Two-Year Colleges, Swamped, No Longer Welcome All

Sonja Taylor applied to LaGuardia Community College this summer with every expectation of being admitted. She planned to study business, bringing her closer to her dream of owning a restaurant.

But her application arrived in August, after the college had closed the floodgates because of a surge of interest from prospective students. So Ms. Taylor, 20, became one of thousands of students shut out this fall as most of New York City’s community colleges were forced to abandon their all-are-welcome admissions policies for the first time.

“Enrollment has been growing steadily, but this was a tidal wave for us this fall,” said the college’s president, Gail O. Mellow, pointing out that the student body had risen by almost 50 percent in the past decade. “I’ve never seen anything like this. We used to pretty much be an open door.”

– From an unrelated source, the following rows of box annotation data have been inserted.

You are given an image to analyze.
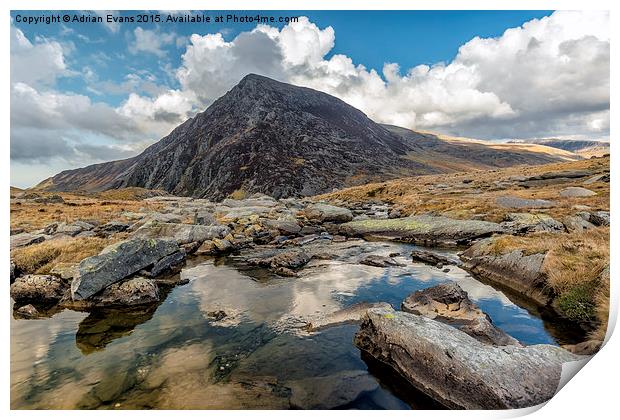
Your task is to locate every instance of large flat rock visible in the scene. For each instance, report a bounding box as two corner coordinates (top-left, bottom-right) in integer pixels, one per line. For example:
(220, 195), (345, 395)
(133, 221), (230, 245)
(71, 238), (179, 300)
(355, 309), (578, 409)
(340, 215), (503, 243)
(461, 238), (551, 306)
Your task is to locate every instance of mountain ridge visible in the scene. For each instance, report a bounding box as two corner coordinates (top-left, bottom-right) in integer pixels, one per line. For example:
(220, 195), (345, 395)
(37, 74), (571, 200)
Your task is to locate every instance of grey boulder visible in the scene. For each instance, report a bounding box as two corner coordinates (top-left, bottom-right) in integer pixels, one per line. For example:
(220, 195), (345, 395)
(304, 203), (353, 223)
(401, 282), (520, 346)
(495, 196), (556, 209)
(340, 215), (503, 243)
(360, 254), (404, 267)
(355, 309), (579, 409)
(461, 238), (550, 306)
(11, 233), (45, 249)
(71, 238), (179, 300)
(411, 249), (461, 266)
(133, 222), (230, 245)
(560, 187), (596, 197)
(590, 211), (610, 226)
(10, 274), (68, 304)
(563, 216), (595, 232)
(501, 213), (564, 234)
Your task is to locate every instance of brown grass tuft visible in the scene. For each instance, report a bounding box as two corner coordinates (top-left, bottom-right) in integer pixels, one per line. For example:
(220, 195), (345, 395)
(11, 235), (122, 274)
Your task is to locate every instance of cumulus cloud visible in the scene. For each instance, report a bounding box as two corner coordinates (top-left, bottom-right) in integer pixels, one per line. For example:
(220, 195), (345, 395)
(10, 27), (168, 166)
(11, 26), (68, 86)
(129, 26), (176, 58)
(11, 11), (610, 185)
(128, 12), (609, 138)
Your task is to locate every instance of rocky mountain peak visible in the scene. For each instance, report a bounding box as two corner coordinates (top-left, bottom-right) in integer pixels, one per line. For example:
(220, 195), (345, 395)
(35, 74), (576, 200)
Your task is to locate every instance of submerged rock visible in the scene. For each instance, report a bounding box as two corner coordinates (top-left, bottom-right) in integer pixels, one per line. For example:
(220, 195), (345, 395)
(501, 213), (564, 234)
(263, 219), (301, 235)
(590, 211), (609, 226)
(248, 249), (310, 270)
(133, 222), (230, 245)
(92, 277), (159, 307)
(305, 302), (392, 331)
(15, 304), (41, 318)
(50, 263), (79, 281)
(11, 274), (69, 304)
(95, 220), (129, 236)
(145, 249), (187, 277)
(304, 203), (353, 223)
(360, 254), (404, 267)
(11, 233), (45, 249)
(286, 370), (379, 410)
(495, 196), (556, 209)
(411, 249), (461, 266)
(340, 215), (503, 243)
(355, 309), (579, 409)
(562, 340), (603, 356)
(401, 282), (520, 346)
(560, 187), (596, 197)
(563, 216), (595, 232)
(461, 238), (551, 306)
(71, 238), (179, 300)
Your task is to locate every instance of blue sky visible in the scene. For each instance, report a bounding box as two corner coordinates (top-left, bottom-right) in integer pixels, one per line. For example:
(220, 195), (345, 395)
(11, 11), (609, 186)
(11, 11), (552, 105)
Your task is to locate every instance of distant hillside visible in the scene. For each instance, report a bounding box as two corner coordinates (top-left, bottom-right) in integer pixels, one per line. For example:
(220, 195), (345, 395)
(510, 139), (609, 158)
(37, 74), (578, 200)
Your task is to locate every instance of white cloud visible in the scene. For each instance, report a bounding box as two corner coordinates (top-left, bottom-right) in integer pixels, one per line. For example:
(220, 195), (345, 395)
(11, 26), (68, 85)
(129, 26), (176, 58)
(128, 12), (609, 138)
(11, 11), (609, 186)
(93, 10), (121, 34)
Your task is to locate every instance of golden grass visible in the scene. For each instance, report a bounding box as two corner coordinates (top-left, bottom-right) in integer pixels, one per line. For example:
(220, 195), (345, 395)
(94, 187), (170, 200)
(11, 234), (125, 274)
(11, 193), (161, 231)
(480, 227), (610, 330)
(316, 156), (610, 338)
(228, 188), (248, 200)
(316, 156), (609, 222)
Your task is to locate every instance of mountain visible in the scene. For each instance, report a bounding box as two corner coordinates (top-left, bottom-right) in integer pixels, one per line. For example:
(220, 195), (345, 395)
(37, 74), (574, 200)
(511, 139), (609, 158)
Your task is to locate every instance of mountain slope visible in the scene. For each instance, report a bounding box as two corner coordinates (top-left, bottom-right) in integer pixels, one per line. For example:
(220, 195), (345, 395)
(511, 139), (609, 158)
(38, 74), (580, 200)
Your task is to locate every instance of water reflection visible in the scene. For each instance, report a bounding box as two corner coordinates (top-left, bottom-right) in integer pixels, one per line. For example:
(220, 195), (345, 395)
(75, 306), (157, 355)
(11, 243), (580, 409)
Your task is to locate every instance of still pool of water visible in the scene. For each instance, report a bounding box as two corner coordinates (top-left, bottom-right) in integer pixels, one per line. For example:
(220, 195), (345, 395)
(11, 244), (580, 409)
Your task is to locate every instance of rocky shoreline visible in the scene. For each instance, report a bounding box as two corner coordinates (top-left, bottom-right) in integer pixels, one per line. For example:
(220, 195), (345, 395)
(10, 160), (609, 408)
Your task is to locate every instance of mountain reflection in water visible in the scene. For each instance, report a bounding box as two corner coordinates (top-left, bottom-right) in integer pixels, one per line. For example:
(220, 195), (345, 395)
(11, 243), (570, 409)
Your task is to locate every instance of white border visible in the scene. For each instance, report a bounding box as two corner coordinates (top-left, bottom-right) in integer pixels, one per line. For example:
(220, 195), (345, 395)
(0, 0), (620, 419)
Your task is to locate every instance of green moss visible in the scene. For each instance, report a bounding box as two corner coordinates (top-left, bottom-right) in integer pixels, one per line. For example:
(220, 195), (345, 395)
(557, 282), (596, 322)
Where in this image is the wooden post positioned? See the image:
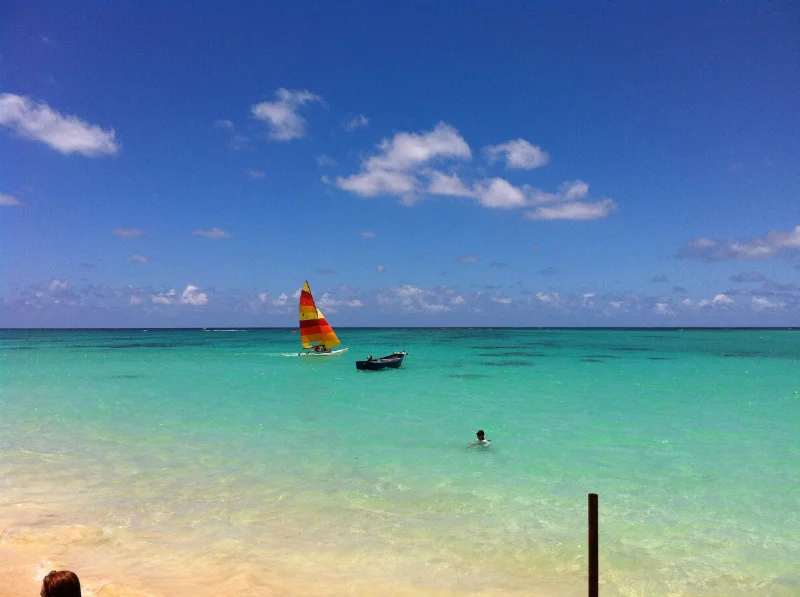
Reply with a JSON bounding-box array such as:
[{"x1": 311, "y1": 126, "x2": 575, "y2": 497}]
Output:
[{"x1": 589, "y1": 493, "x2": 600, "y2": 597}]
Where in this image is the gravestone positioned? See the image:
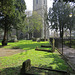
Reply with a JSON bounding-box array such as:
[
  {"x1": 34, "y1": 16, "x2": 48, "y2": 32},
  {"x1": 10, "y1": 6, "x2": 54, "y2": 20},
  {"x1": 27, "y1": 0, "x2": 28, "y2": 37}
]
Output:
[{"x1": 20, "y1": 59, "x2": 31, "y2": 75}]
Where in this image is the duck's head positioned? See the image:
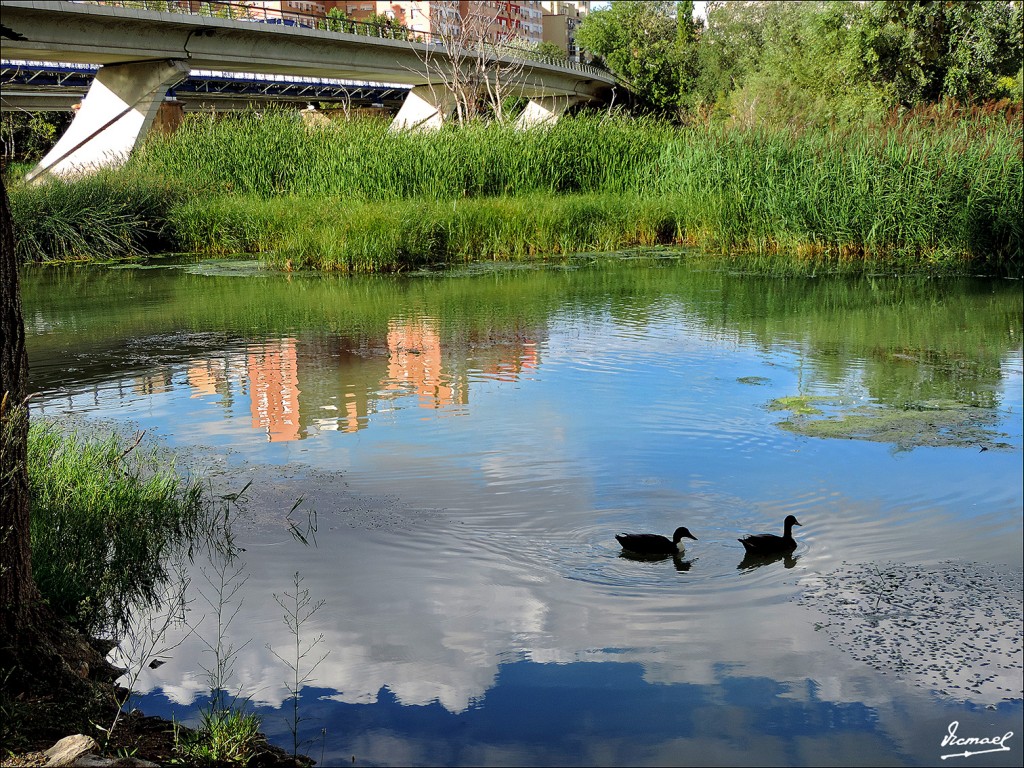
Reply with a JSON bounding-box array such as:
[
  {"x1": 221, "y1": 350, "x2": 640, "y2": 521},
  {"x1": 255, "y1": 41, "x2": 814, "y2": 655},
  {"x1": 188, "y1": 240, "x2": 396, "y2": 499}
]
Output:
[{"x1": 672, "y1": 527, "x2": 697, "y2": 544}]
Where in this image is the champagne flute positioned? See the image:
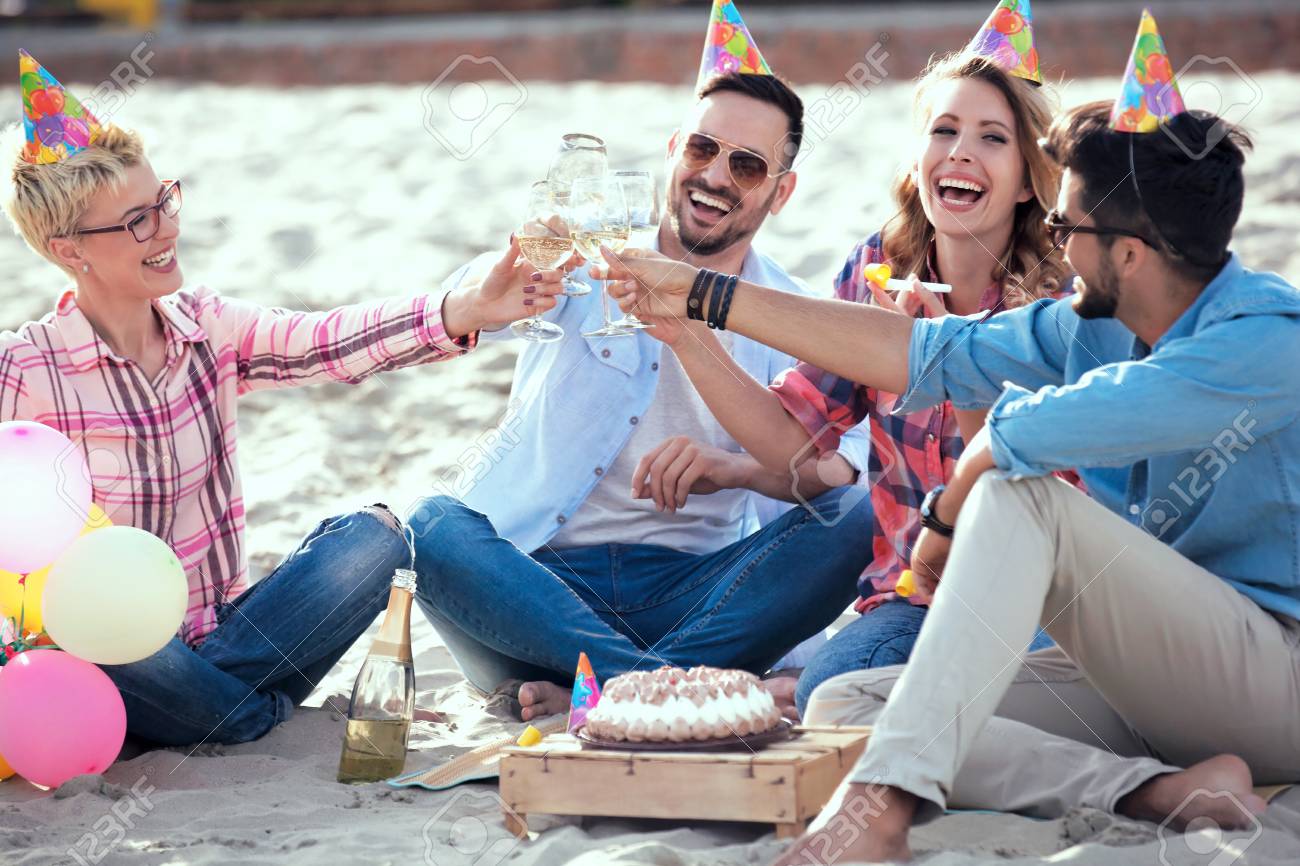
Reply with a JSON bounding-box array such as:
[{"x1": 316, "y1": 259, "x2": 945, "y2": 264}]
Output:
[
  {"x1": 546, "y1": 133, "x2": 610, "y2": 298},
  {"x1": 569, "y1": 176, "x2": 636, "y2": 337},
  {"x1": 614, "y1": 172, "x2": 659, "y2": 329},
  {"x1": 510, "y1": 181, "x2": 573, "y2": 343}
]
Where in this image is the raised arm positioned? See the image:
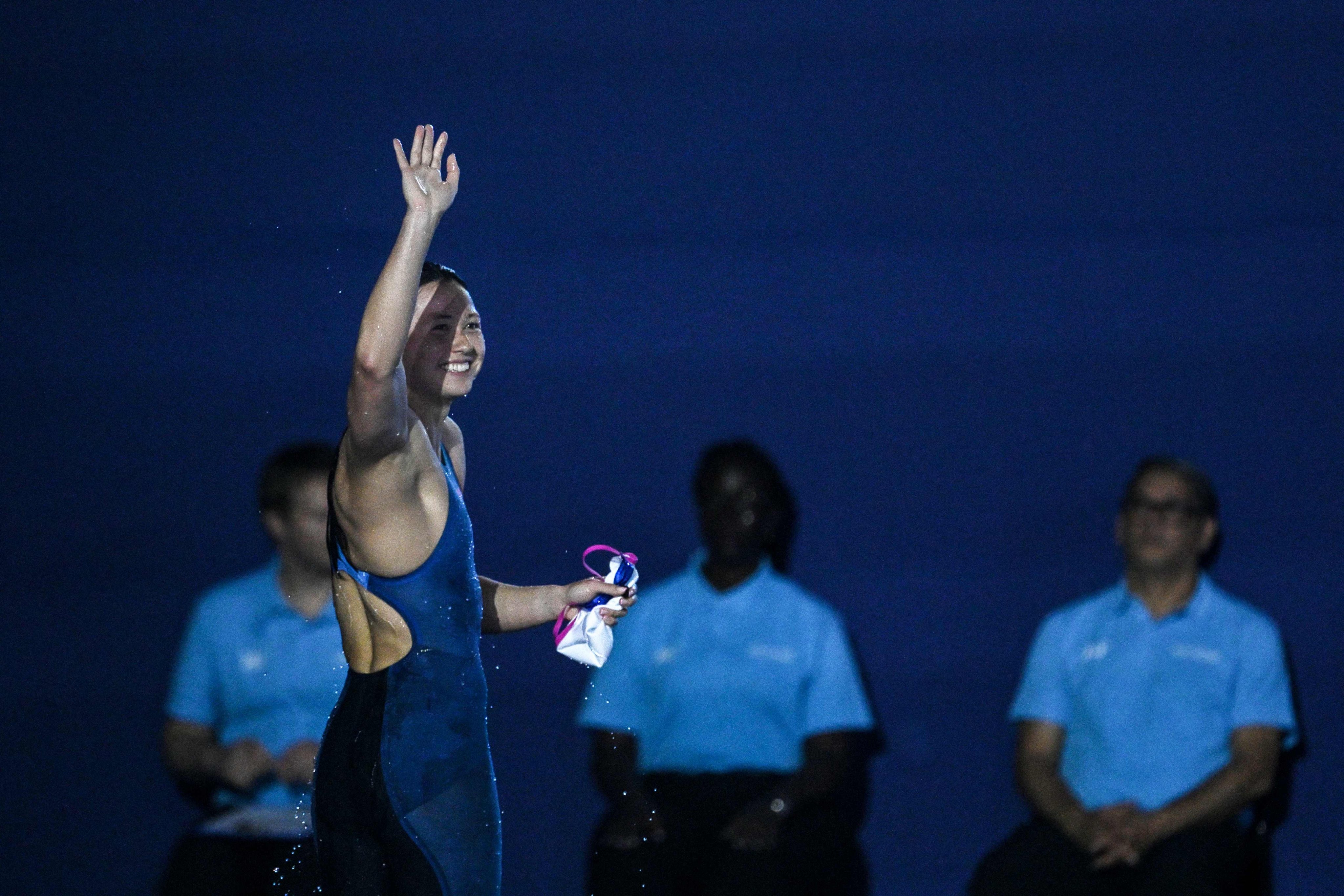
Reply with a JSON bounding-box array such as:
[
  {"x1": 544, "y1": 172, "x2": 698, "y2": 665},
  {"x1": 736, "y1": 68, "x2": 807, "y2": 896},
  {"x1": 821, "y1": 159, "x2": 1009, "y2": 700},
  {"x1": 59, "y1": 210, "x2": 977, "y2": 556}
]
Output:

Historically, the city’s six community colleges, which are part of the City University of New York, have taken applications until about a week before the start of classes, allowing time for students to apply for financial aid, get immunized and register for classes.

But this year, all but one of them had to close admissions earlier.

LaGuardia stopped accepting applications on July 30. The Borough of Manhattan Community College stopped in late June, while Bronx, Hostos and Queensborough Community Colleges cut off applications in the first half of August. Kingsborough Community College did not change the application period.

Applications to the community colleges for the 2010 spring semester are up 19 percent from the same time last year. LaGuardia, which has 52,000 students, including 17,500 degree-seeking students, has imposed a Nov. 15 deadline for spring applications.

For years the colleges have offered an affordable avenue to higher education for low-income students, many of them the first in their families to attend college. The only requirements are a high school or graduate-equivalency diploma. So the early cutoffs caught many, including Ms. Taylor, off guard.

“During these times I need some type of college degree in order to get a good job,” she said. “I was disappointed because it’s a really good college and it’s right there. It’s close to my home.”

The State University of New York also saw a spike in applications to its community colleges, with Suffolk County Community College reporting a 20 percent jump in enrollment over last fall. The two-year colleges did not restrict enrollments across the board, but some limited registrations in certain programs like nursing, said Megan Galbraith, a SUNY spokeswoman.

Many colleges increased class sizes and added class sections.

Across the country, many community colleges have felt similar pressures. The battered economy drove many workers back to school to retool their skills, while others have eschewed a four-year degree in favor of a more affordable two-year program.

Education experts say that the Obama administration also put the nation’s 1,200 community colleges on the radars of more students this summer. Praising the colleges’ role in developing the work force, President Obama called for $12 billion in new federal financing for community colleges and set a goal of five million more graduates by 2020.

While such money would go a long way toward meeting that goal, for now community colleges, like all publicly financed colleges, are struggling with budget cuts just as they face the greatest demands.

“The community college is a second-chance institution for the country,” said Patrick M. Callan, president of the National Center for Public Policy and Higher Education. “Most people would agree that this is not a good time in terms of the economic competitiveness of the country to be turning people away.”

Last month, Gov. David A. Paterson proposed midyear budget cuts for many state agencies. Higher education would be hit especially hard. CUNY’s chancellor, Matthew Goldstein, said the cuts would result in a “deficiency of about $9 million in operating aid” to the community colleges.

Dr. Goldstein said he faced a “moral dilemma”: turning away students who may have nowhere else to go, or continually expanding enrollments but jeopardizing quality.

At the Borough of Manhattan Community College, the president, Antonio Pérez, said the decision to close enrollment on June 22, which the admissions office announced on its Web site a week earlier, had been difficult. “It’s almost like trying to stop a large ship in the middle of the ocean,” he said. “I expect we will be turning away students next semester as well.”

A new community college that CUNY has been planning for a few years is still on track. But the college, which is scheduled to open in 2011 or 2012 on the West Side of Manhattan with only about 3,000 students, would not do much to alleviate overcrowding in the rest of the system.
At LaGuardia, signs abound of a college under stress. Classes now begin as early as 6:45 a.m.

The line for the 170 computer work stations in the library can snake around the stacks at lunch time, and the wait sometimes stretches to 45 minutes.

Still, Ms. Taylor, who plans to apply for the spring semester, is eager to join the throng. She is now working on commission as a telemarketer, making cold calls for a company selling credit card terminals. “I can make 200 calls and probably sell four products the whole day,” she said.